Alianza Cívica · 20 de octubre de 2011
Por: Beatriz Camacho, Alianza Cívica y el Dr. Álvaro de Lachica -Alianza Cívica, Ensenada B.C.
Ayer en Tijuana BC, una veintena de jóvenes INDIGNADOS que se encontraban en un campamento frente a la Plaza Río, fueron remitidos a las instalaciones de seguridad a donde acudieron sus padres para tratar de que los liberaran. Algunos de los padres fueron detenidos.
Es indignante ver cómo nuestros derechos de asociación, de reunión pacífica y de expresión plasmados en el art. 9 de la Constitución han sido violentados por las propias autoridades y que los ciudadanos tengan que cumplir sus horas de arresto o pagar multa para ser liberados.
El movimiento de los indignados no es sólo de México, vimos su nacimiento en España hace 5 meses y este pasado fin de semana, ya sumaban más de 82 ciudades alrededor de todo el mundo: Estados Unidos, Canadá, Italia, Brasil, Argentina, Chile entre otros países en contra de un sistema político que se considera insostenible, pues no está garantizando el ejercicio pleno de los derechos humanos.
En México cada vez hay más indignados, no sólo nos referimos al movimiento de Javier Sicilia y las marchas por la Paz con Justicia y Dignidad que ha convocado en los últimos meses; pues desde Alianza Cívica hemos observado el creciente hartazgo de los ciudadanos hacia la política y los políticos y cómo esta democracia electoral se ha ido desgastando y se hace urgente una democracia participativa, una democracia que dé resultados para la gente.

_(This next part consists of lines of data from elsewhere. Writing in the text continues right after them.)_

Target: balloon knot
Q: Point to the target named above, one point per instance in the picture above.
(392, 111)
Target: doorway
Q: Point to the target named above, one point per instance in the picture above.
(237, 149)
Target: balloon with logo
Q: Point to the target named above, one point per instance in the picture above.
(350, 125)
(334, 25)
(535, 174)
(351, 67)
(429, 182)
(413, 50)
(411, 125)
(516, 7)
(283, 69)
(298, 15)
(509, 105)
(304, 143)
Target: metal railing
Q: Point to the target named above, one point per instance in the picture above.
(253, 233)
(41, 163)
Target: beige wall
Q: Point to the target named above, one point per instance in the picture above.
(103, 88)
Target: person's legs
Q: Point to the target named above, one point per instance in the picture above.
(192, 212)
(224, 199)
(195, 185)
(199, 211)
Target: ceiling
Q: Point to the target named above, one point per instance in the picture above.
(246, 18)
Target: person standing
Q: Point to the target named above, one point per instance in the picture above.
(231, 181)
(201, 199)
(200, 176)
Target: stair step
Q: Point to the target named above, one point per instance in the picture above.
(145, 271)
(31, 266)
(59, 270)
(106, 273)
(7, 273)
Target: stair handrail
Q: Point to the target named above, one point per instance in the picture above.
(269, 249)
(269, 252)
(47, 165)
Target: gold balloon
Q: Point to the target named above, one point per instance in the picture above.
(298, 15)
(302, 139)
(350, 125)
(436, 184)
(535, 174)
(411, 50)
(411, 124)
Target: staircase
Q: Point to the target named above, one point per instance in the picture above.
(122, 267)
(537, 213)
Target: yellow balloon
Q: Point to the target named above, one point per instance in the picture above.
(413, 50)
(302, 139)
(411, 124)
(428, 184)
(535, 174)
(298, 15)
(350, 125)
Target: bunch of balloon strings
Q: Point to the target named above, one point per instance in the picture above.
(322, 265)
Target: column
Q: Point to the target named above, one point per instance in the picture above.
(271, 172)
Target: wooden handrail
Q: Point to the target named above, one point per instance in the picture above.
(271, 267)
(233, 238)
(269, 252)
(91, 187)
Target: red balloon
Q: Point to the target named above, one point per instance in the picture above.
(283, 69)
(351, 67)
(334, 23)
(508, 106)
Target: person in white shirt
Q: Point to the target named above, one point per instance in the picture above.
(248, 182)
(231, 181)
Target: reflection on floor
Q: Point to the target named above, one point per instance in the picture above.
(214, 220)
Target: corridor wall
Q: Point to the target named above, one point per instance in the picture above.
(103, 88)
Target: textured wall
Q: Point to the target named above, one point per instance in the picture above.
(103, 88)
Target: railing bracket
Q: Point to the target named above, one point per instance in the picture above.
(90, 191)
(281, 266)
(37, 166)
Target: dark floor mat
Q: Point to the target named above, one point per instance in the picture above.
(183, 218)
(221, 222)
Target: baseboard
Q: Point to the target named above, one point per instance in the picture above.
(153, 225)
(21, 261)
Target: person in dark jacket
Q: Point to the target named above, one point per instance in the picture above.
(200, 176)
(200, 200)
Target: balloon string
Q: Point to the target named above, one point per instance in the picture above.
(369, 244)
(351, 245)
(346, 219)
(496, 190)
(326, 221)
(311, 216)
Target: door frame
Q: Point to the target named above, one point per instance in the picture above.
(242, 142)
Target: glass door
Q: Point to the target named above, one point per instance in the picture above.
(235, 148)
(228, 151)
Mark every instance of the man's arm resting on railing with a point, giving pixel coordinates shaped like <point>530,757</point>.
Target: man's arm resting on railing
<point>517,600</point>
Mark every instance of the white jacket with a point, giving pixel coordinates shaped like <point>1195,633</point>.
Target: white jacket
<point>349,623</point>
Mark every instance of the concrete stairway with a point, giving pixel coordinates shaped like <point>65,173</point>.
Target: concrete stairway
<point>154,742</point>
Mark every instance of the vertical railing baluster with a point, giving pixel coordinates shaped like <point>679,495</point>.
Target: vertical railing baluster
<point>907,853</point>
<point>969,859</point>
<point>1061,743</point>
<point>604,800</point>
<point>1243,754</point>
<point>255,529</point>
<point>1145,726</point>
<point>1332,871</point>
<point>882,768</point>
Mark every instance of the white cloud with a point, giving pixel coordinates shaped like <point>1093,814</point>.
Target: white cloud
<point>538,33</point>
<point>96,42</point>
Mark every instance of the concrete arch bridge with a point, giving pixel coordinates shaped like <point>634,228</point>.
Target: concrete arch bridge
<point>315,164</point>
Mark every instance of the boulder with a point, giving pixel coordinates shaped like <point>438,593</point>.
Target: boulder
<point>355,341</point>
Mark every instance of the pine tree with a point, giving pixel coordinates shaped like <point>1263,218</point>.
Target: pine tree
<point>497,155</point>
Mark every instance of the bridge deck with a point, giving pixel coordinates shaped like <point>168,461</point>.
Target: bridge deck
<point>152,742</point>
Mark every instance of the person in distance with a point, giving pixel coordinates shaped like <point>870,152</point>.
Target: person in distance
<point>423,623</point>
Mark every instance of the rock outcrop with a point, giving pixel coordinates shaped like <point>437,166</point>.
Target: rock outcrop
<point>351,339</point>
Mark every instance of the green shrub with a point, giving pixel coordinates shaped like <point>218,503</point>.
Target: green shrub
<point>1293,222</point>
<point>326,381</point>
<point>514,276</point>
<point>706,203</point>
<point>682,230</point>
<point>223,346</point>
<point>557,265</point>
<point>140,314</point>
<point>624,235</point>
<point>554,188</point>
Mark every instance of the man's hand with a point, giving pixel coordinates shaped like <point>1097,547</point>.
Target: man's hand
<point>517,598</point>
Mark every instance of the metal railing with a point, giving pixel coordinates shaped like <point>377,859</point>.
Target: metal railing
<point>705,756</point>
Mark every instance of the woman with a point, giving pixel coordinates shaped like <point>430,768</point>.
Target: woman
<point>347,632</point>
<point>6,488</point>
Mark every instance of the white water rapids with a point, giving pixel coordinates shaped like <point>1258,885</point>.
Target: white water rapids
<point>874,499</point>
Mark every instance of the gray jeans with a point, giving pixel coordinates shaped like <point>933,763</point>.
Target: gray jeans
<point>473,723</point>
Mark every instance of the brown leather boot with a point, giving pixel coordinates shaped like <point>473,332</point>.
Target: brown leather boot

De ahí que resulte preocupante que la semana pasada al discutirse la Reforma Política, la bancada del PRI, PVEM, y PANAL -con una falta de sensibilidad ciudadana y con una gran ausencia de responsabilidad histórica- hayan bloqueado lo que el país requiere de manera urgente: mecanismos para el fortalecimiento de una rendición de cuentas y la creación de espacios de participación ciudadana.
Es indignante que a cada diputado se le otorguen mensualmente 150,139 pesos y que después de más de un año, no logren los consensos necesarios para nuestra democracia como en el caso de la designación de los tres consejeros del IFE.
Es indignante que uno de cada dos mexicanos haya sufrido en carne propia un crimen o delito, de acuerdo con datos de la Comisión Nacional de Derechos Humanos que reportó que del 2006 al 2008 hubo aproximadamente “48 millones de víctimas de delitos en todo el país”.
Es indignante ver el peligro que en México representa el ejercer la labor periodística, como lo han advertido organismos internacionales como la OEA y la ONU. Es indignante ver cómo son casi 50 mil personas muertas y desaparecidas, en lo que va del sexenio.
Es indignante que miembros de las policías y el ejército estén inmiscuidos en secuestros, extorsiones, desapariciones, entre otros delitos y que muchos de ellos no sean juzgados.
Es indignante que el secretario de Economía en México, diga que “hace mucho que México dejó de ser un país pobre” y que con 6 mil pesos al mes una familia mexicana puede pagar casa, coche y colegiatura. Y que el Consejo Nacional de Evaluación de la Política de Desarrollo Social CONEVAL declare “que entre 2008 y 2010 la población en pobreza pasó de 44.5% a 46.2%, lo que representa un incremento de 48.8 a 52.0 millones de personas es decir casi la mitad de los mexicanos”.
Es indignante que algunos funcionarios y ex funcionarios vivan como millonarios y sus ingresos no correspondan con sus vidas de lujos.
Es indignante ver como nuestro sistema educativo está cooptado por un sindicato que le importan más las negociaciones políticas para obtener puestos públicos, que la educación de nuestros niños y jóvenes. La evaluación de la OCDE ubica a México en penúltimo lugar en América Latina en cuanto a desempeño educativo.
Es indignante ver cómo los partidos políticos garantizan sus prerrogativas, año con año, y que en nuestro país existan cerca de 19 millones de jóvenes entre 15 y 29 años que carecen de bachillerato, y que tan sólo en la UNAM, 105 mil estudiantes a nivel licenciatura hayan sido rechazados.
Y a ti ¿que te indigna? Porque así como una vez nos indignó la caída de sistema, nos indignó un partido hegemónico en el poder, nos indignó la matanza de estudiantes, hoy, con esta indignacion podemos generar recomposición social, proponer, participar y actuar en los asuntos públicos. Hoy tenemos la oportunidad para reflexionar sobre el valor de nuestro voto y asumirnos como generadores de los cambios políticos, sociales y económicos que requiere nuestro país.